Despite shelving WAPI, China stands firm on chip tax

IDG News Service |  Mobile & Wireless

The fuss over China's plans to implement a national standard for wireless LANs (WLANs) came to a quiet end Wednesday during bilateral trade talks between U.S. and Chinese officials in Washington, D.C. But the outcome of the talks was far from being a complete victory for the U.S. side, which had raised several areas of concern.

The announcement that implementation of WAPI (WLAN Authentication and Privacy Infrastructure) will be delayed indefinitely was generally hailed as a victory for U.S. companies that had opposed the measure. However, the Chinese side yielded no ground during the talks on a value-added tax (VAT) rebate given to some domestically produced semiconductors.

The VAT rebate, which is not offered for chips produced outside of China, lies at the heart of a lingering trade dispute between the two sides. U.S. firms exported about US$2 billion worth of chips to China in 2003, according to the Office of the U.S. Trade Representative. China's tax policy cost the purchasers of those chips an additional $344 million, it said.

"The Chinese have more to gain from the VAT on chips than they do from WAPI," said Duncan Clark, managing director of market analyst BDA China Ltd. in Beijing. Clark noted that the Chinese government has made the development of the company's semiconductor manufacturing industry a strategic priority.

Bilateral discussions on the chip VAT will continue next week in Geneva, Switzerland, U.S. Trade Representative Robert Zoellick said.

Although no agreement was reached on the chip VAT, China agreed to shelve indefinitely plans to require all WLAN equipment sold in the country after June 1 to support WAPI, a homegrown security protocol. WAPI is not compatible with the security protocol used by the 802.11 wireless networking standard developed by the Institute of Electrical and Electronics Engineers Inc. (IEEE).

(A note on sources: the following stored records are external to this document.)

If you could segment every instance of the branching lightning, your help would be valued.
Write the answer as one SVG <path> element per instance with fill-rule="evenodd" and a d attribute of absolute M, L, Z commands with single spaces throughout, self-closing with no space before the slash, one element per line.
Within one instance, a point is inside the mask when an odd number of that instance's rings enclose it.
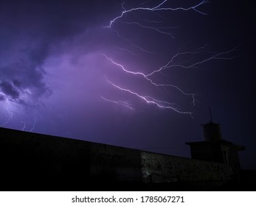
<path fill-rule="evenodd" d="M 126 9 L 125 7 L 125 2 L 123 1 L 122 4 L 122 11 L 121 12 L 121 13 L 120 15 L 117 15 L 116 17 L 114 17 L 113 19 L 111 19 L 109 21 L 109 24 L 108 24 L 108 26 L 104 26 L 105 29 L 109 29 L 111 30 L 112 30 L 113 32 L 114 32 L 116 33 L 116 35 L 121 38 L 122 40 L 125 40 L 126 42 L 128 42 L 130 46 L 139 49 L 141 52 L 146 52 L 148 54 L 153 54 L 153 52 L 148 51 L 148 49 L 145 49 L 140 46 L 138 46 L 137 45 L 134 44 L 131 40 L 129 40 L 127 38 L 124 38 L 122 37 L 120 32 L 117 30 L 117 29 L 114 29 L 114 24 L 125 24 L 127 25 L 135 25 L 138 27 L 140 27 L 143 29 L 151 29 L 151 30 L 154 30 L 156 32 L 158 32 L 159 35 L 168 35 L 172 38 L 175 38 L 175 37 L 173 36 L 173 35 L 170 32 L 165 32 L 164 29 L 175 29 L 175 28 L 178 28 L 178 26 L 158 26 L 156 27 L 154 26 L 146 26 L 145 22 L 151 24 L 162 24 L 165 21 L 158 21 L 158 20 L 155 20 L 155 19 L 148 19 L 148 18 L 144 18 L 142 19 L 141 22 L 144 22 L 143 24 L 139 22 L 139 21 L 123 21 L 122 18 L 125 18 L 125 16 L 128 16 L 128 15 L 129 13 L 133 14 L 134 16 L 134 13 L 135 12 L 139 13 L 141 11 L 146 11 L 148 13 L 153 13 L 154 14 L 156 15 L 159 15 L 158 13 L 156 12 L 163 12 L 163 11 L 170 11 L 170 12 L 173 12 L 173 11 L 179 11 L 179 10 L 183 10 L 183 11 L 188 11 L 188 10 L 193 10 L 199 14 L 201 15 L 207 15 L 205 13 L 202 12 L 200 10 L 200 7 L 202 6 L 203 4 L 205 4 L 207 3 L 209 3 L 210 1 L 207 0 L 203 0 L 201 1 L 199 3 L 196 4 L 196 5 L 193 5 L 190 7 L 170 7 L 167 6 L 167 2 L 168 1 L 168 0 L 164 0 L 162 1 L 161 3 L 156 4 L 153 7 L 132 7 L 131 9 Z M 142 4 L 141 5 L 144 5 L 146 4 L 147 2 Z M 162 19 L 164 19 L 164 18 L 162 18 Z M 185 96 L 188 96 L 190 97 L 192 99 L 192 102 L 191 104 L 193 106 L 196 105 L 196 94 L 195 93 L 187 93 L 185 92 L 183 89 L 181 89 L 180 87 L 178 87 L 176 85 L 173 85 L 173 84 L 166 84 L 166 83 L 163 83 L 163 82 L 156 82 L 156 80 L 153 80 L 153 77 L 156 74 L 163 74 L 163 71 L 165 70 L 169 70 L 171 68 L 184 68 L 184 69 L 190 69 L 190 68 L 195 68 L 197 66 L 199 66 L 207 62 L 213 60 L 230 60 L 232 59 L 234 57 L 235 57 L 235 56 L 232 56 L 232 57 L 228 57 L 228 55 L 229 54 L 231 54 L 232 52 L 235 51 L 237 47 L 235 47 L 232 49 L 229 49 L 228 51 L 226 52 L 211 52 L 207 50 L 207 47 L 208 47 L 208 44 L 204 45 L 204 46 L 199 47 L 197 49 L 195 49 L 194 51 L 185 51 L 185 52 L 177 52 L 176 54 L 173 55 L 172 57 L 170 57 L 170 60 L 167 62 L 166 64 L 165 64 L 162 66 L 160 66 L 159 68 L 156 68 L 155 70 L 149 71 L 148 73 L 145 73 L 145 72 L 142 72 L 142 71 L 132 71 L 130 69 L 128 69 L 125 68 L 125 66 L 120 63 L 118 60 L 116 60 L 116 58 L 112 58 L 111 57 L 111 55 L 108 55 L 106 54 L 102 54 L 102 55 L 106 59 L 108 60 L 113 65 L 114 68 L 117 68 L 119 69 L 120 69 L 121 71 L 122 71 L 124 73 L 126 73 L 128 75 L 134 75 L 134 76 L 139 76 L 141 77 L 142 79 L 144 79 L 145 80 L 147 80 L 149 84 L 151 86 L 154 86 L 156 88 L 161 88 L 162 89 L 164 89 L 166 92 L 169 92 L 168 90 L 168 88 L 174 88 L 176 90 L 179 91 L 179 93 L 181 93 L 182 95 Z M 120 50 L 122 50 L 122 51 L 125 51 L 127 52 L 129 52 L 131 54 L 134 55 L 139 55 L 134 52 L 133 52 L 133 51 L 131 51 L 129 49 L 125 49 L 125 48 L 120 48 L 118 47 L 118 49 Z M 204 54 L 204 55 L 202 55 Z M 199 58 L 198 58 L 198 57 L 200 56 Z M 197 57 L 197 58 L 196 58 Z M 183 60 L 180 60 L 181 59 L 183 59 Z M 145 69 L 142 69 L 141 71 L 145 71 Z M 190 116 L 193 115 L 193 113 L 191 112 L 188 112 L 188 111 L 182 111 L 182 110 L 179 109 L 176 106 L 176 104 L 174 104 L 173 102 L 170 102 L 167 101 L 162 101 L 161 99 L 159 99 L 158 98 L 155 98 L 153 96 L 142 96 L 141 94 L 139 94 L 137 92 L 135 92 L 134 90 L 132 90 L 131 89 L 129 88 L 125 88 L 120 85 L 117 85 L 117 84 L 114 83 L 113 82 L 111 82 L 111 80 L 109 80 L 108 78 L 107 78 L 107 82 L 111 84 L 113 87 L 114 87 L 115 88 L 117 88 L 120 90 L 122 91 L 125 91 L 127 93 L 129 93 L 130 94 L 134 95 L 136 97 L 142 99 L 144 102 L 145 102 L 147 104 L 154 104 L 156 106 L 157 106 L 159 108 L 165 108 L 165 109 L 170 109 L 170 110 L 173 110 L 177 113 L 182 113 L 182 114 L 190 114 Z M 117 102 L 117 101 L 114 101 L 114 100 L 110 100 L 110 99 L 107 99 L 103 96 L 101 96 L 103 99 L 114 103 L 117 105 L 120 106 L 125 106 L 126 107 L 125 104 L 124 104 L 124 102 Z"/>
<path fill-rule="evenodd" d="M 10 102 L 8 99 L 6 99 L 5 100 L 5 103 L 4 104 L 4 108 L 7 111 L 7 120 L 4 124 L 1 124 L 0 127 L 3 127 L 7 124 L 10 121 L 13 116 L 13 113 L 10 111 Z"/>
<path fill-rule="evenodd" d="M 122 4 L 122 8 L 123 11 L 122 13 L 117 16 L 116 18 L 113 18 L 109 24 L 105 27 L 106 28 L 111 28 L 112 24 L 114 24 L 119 19 L 122 18 L 125 14 L 132 13 L 134 11 L 139 11 L 139 10 L 145 10 L 145 11 L 149 11 L 149 12 L 156 12 L 156 11 L 166 11 L 166 10 L 170 10 L 170 11 L 176 11 L 176 10 L 184 10 L 184 11 L 187 11 L 187 10 L 195 10 L 197 13 L 199 13 L 202 15 L 206 15 L 205 13 L 203 13 L 198 10 L 198 7 L 201 6 L 202 4 L 207 4 L 209 2 L 207 0 L 204 0 L 201 1 L 200 3 L 197 4 L 196 5 L 189 7 L 187 8 L 184 7 L 176 7 L 176 8 L 171 8 L 171 7 L 162 7 L 164 4 L 168 0 L 165 0 L 159 4 L 156 5 L 156 7 L 136 7 L 136 8 L 131 8 L 130 10 L 125 10 L 125 7 L 123 7 L 123 4 Z"/>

If the Chinese WLAN standard had been implemented, sales of 802.11-based WLAN equipment would not have been permitted in China after June 1. To licence WAPI, foreign vendors would have been forced to share their technology with Chinese companies under a provision that required foreign vendors to license through coproduction agreements with one of more than 20 designated Chinese companies.

In addition to shelving plans to implement WAPI, Chinese officials agreed during the talks to step up their enforcement efforts against intellectual property piracy and said they support technology neutrality in the adoption of 3G (third-generation) standards for mobile phones.

The move to shelve WAPI was not completely unexpected. Analysts in China had been predicting for months that China would find a way to back down from requiring vendors to support WAPI.

"I'm not surprised. WAPI was ultimately an indefensible policy," Clark said.